Tanto per entrare nel vivo delle conseguenze del loro comportamento sui rapporti con gli altri, già nel ghetto veneziano(fig. 4) del Cinquecento e ne parla il sommo Shakespeare, gli Ebrei praticavano l'usura, facendo di sé stessi dei parassiti che vivevano alle spalle degli altri.
Tuttavia l'antisemitismo moderno nasce con l'Affaire Dreyfus. Responsabile Emile Zola, con il suo celebre "J'accuse"(fig. 5), di aver spaccato l'opinione pubblica francese in dreyfusardi e antidreyfusardi. Lo scrittore, amico e sostenitore degli Impressionisti (fig. 6), difese il capitano Dreyfus condannato ingiustamente solo perché era ebreo.
In tal modo Zola, nel 1902, inaugura il Novecento con un atto audace d'impegno letterario politico, interpretato da molti studiosi come il primo intellettuale dei nostri tempi.
Louis Ferdinand Céline (1894-1961) è una figura un po’ controversa dalla critica internazionale e da certa opinione pubblica, non solo per la questione della lingua usata nei suoi libri, ma principalmente per l'odio contro gli Ebrei.
Nasce l’anno dell’Affaire Dreyfus, inizio della sua ossessione. Autore (fig. 7) di tre testi peccaminosi usciti dopo il suo capolavoro"Viaggio al termine della notte"del 1932, così si esprime in quello più virale:"Solo gli Ebrei possono in ogni ora, in ogni istante, penetrare, filtrare, installarsi in tutti gli Stati del mondo...ovunque godono degli stessi privilegi". Qualcuno ha detto che "Bagatelle per un massacro"viene considerato la rotaia dell'Olocausto. Céline disprezzava la lingua colta giudaica di Proust. Preferiva quella popolare, forse più in sintonia con quella delle borgate di Pasolini. Possedeva una sensibilità spiccata per la sofferenza e la miseria umana. Un vissuto travagliato il suo, da volontario nella guerra di trincea, ai soprusi coloniali, saggiati da vicino nel Camerun francese, fino al carcere in Danimarca. Ma sempre il medico degli indigenti. Così diventa preda della paura, una paura allucinante, che si esprime in un linguaggio dalla forza innovativa. A volte sono voli pindarici di grande poesia, accanto ad affermazioni gravose e pesantemente responsabili: "L'ebreo tiene in mano le leve di comando, aziona tutte le macchine...possiede tutti i fili, tutte le correnti e domani tutti i Robots..."

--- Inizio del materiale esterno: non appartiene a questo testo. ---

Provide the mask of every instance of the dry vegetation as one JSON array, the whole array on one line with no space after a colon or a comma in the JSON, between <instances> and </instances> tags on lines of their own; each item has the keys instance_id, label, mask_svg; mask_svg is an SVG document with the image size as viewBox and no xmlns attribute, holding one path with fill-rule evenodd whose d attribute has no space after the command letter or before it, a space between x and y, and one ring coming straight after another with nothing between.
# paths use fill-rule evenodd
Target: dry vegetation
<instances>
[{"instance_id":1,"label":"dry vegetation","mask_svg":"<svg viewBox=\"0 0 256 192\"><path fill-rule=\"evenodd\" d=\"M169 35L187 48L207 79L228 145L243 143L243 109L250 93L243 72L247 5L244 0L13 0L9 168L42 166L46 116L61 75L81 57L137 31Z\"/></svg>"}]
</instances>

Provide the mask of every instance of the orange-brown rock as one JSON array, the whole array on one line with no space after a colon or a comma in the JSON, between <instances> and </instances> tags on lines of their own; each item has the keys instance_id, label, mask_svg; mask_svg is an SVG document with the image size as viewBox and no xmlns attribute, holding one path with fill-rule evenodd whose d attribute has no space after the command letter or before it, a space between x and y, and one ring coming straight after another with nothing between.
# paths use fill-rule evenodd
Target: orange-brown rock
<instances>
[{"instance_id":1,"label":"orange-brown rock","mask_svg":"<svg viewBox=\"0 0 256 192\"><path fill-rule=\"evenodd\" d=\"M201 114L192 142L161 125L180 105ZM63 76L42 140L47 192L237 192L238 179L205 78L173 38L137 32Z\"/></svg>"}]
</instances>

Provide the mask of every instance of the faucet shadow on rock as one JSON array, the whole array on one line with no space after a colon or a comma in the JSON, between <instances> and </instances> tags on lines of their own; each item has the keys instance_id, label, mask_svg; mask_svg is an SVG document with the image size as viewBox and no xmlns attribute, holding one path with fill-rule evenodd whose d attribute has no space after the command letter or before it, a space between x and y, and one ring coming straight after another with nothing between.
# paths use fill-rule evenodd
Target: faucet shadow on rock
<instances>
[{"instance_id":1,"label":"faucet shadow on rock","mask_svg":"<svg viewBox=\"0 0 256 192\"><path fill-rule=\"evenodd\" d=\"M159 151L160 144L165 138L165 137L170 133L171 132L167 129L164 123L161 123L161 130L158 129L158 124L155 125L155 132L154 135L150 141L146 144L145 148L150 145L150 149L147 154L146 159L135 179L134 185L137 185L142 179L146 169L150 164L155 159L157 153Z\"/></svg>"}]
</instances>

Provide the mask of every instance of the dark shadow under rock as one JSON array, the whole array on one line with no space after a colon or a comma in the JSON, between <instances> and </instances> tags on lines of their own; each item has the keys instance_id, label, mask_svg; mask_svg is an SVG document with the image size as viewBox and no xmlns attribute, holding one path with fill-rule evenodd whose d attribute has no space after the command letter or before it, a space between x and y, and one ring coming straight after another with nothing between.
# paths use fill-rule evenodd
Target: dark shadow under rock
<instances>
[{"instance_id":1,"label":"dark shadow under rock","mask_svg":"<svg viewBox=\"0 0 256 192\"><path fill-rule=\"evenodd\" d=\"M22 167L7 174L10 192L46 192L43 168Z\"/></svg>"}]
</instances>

Ma oggi il legame di cui parla lo scrittore israeliano, quello tra stato e fede, li ostacola, perché non si tratta più solo di identità di popolo, ma di stato reale: Israele. La questione palestinese già vecchia di tanti anni continua a insanguinare i territori. Essa è l'ossimoro delle controversie internazionali.

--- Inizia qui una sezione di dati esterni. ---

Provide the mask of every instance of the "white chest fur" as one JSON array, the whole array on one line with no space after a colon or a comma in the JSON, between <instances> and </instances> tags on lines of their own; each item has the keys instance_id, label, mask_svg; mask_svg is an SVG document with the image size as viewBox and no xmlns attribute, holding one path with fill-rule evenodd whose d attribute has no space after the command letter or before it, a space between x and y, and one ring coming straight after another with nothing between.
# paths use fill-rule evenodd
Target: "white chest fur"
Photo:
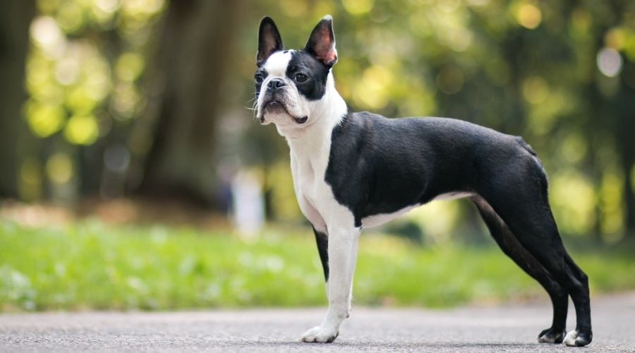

Se Yehoshua continua a dire che troppa memoria può fare male. Troppi ricordi impediscono di andare avanti nel processo di pace. Nathan Englander osserva che bisogna conservare il ricordo e allo stesso tempo liberarsene. Purtroppo ci sono Ebrei per i quali il ricordo è un tabù. Vivono la paura di un secondo Olocausto. così come ci sono Palestinesi che pensano solo al dolore della espropriazione delle loro terre. Forse gioverebbe di più capovolgere il vittimismo sia degli uni che degli altri, accantonare finalmente le sofferenze reciproche e avanzare responsabili e dignitosi verso nuove trattative.
Difficili queste ultime per la globalizzazione e le ingerenze di altri Paesi.

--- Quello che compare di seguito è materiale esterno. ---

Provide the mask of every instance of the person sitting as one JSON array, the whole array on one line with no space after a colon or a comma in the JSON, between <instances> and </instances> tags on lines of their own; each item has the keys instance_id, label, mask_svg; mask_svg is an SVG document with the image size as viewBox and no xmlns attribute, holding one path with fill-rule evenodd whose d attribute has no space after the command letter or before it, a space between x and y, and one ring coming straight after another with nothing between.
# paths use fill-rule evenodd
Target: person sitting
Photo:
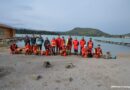
<instances>
[{"instance_id":1,"label":"person sitting","mask_svg":"<svg viewBox=\"0 0 130 90\"><path fill-rule=\"evenodd\" d=\"M17 46L16 43L10 45L11 54L19 54L22 52L22 49Z\"/></svg>"},{"instance_id":2,"label":"person sitting","mask_svg":"<svg viewBox=\"0 0 130 90\"><path fill-rule=\"evenodd\" d=\"M31 55L32 51L32 46L29 43L27 43L27 45L25 46L25 55Z\"/></svg>"},{"instance_id":3,"label":"person sitting","mask_svg":"<svg viewBox=\"0 0 130 90\"><path fill-rule=\"evenodd\" d=\"M67 55L65 45L62 46L60 54L61 54L61 56L66 56Z\"/></svg>"},{"instance_id":4,"label":"person sitting","mask_svg":"<svg viewBox=\"0 0 130 90\"><path fill-rule=\"evenodd\" d=\"M95 48L95 57L96 58L101 58L102 57L102 49L100 47L100 45L97 46L97 48Z\"/></svg>"}]
</instances>

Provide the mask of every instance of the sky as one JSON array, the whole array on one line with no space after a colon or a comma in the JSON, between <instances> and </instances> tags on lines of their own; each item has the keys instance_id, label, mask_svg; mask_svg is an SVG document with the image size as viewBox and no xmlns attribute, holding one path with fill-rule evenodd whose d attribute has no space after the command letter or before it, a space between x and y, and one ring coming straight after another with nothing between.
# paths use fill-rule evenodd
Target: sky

Quando si visita Tel Aviv, per fortuna, si ha l'impressione di una città viva, calda, balneare che attira turisti. Hanno fatto lavori colossali in tutta Israele, se pensiamo che prima c'era il deserto. Il litorale ha una sabbia pulitissima e il mare lo è altrettanto per scarichi inesistenti (fig. 8). Sono all'avanguardia in tanti campi, soprattutto nella Ricerca e Innovazione per la presenza di tante Start Up. Eppure quasi ogni mattina drappelli di soldati fanno esercitazioni militari lungo le coste. Uno scudo protegge la città dai missili per gli attacchi frequenti e molte dimore hanno i rifugi antiatomici.